Cable-Tec Expo: It's not Internet TV, it's broadband-enabled TV

All this talk about Internet television is confusing the market, according to Michael Hyashi, executive VP-architecture, development and engineering at Time Warner Cable.

It's not Internet television at all, Hyashi said during the Technology Leadership Roundtable during the opening day of SCTE Cable Tec Expo in New Orleans. "It's broadband-enabled TV."

Using that logic, the industry leaders on the panel explained how cable is planning to play in a new arena where the cable device is not necessarily the center of the home entertainment system but a part of the whole.

Hayashi also disputed the conventional wisdom that TVs, no matter how connected, are "dumb displays" that will become obsolete before their functionality is over.

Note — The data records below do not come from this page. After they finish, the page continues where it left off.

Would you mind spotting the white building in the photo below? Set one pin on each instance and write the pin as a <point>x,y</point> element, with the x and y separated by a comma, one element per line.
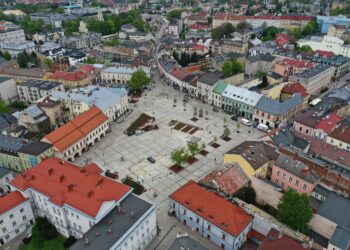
<point>8,90</point>
<point>32,90</point>
<point>16,216</point>
<point>82,202</point>
<point>112,101</point>
<point>327,43</point>
<point>211,216</point>
<point>76,136</point>
<point>121,75</point>
<point>6,176</point>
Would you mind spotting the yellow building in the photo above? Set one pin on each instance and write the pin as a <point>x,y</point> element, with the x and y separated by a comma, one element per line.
<point>254,157</point>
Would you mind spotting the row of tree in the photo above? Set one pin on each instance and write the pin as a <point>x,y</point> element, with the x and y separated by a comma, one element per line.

"I wouldn't call it dumb displays," he said. "I actually expect TVs to be very smart."

It's just that cable devices have to be smarter. "We have to become one of the participants in this home entertainment environment," he added.

The trick there is working with other devices--but not working with every device.

"Writing a client for every single device out there would be futile," said Jay Rolls, senior VP-technology for Cox Communications.

The trick is to balance what cable has coming in through its pipes to what consumers are demanding from their end points, including CE devices like TVs that can be interfaced with set-top boxes and cable modems.

"We're at a point in transition," concluded John Chapman, fellow and CTO with Cisco's Access and Transport Technology Group.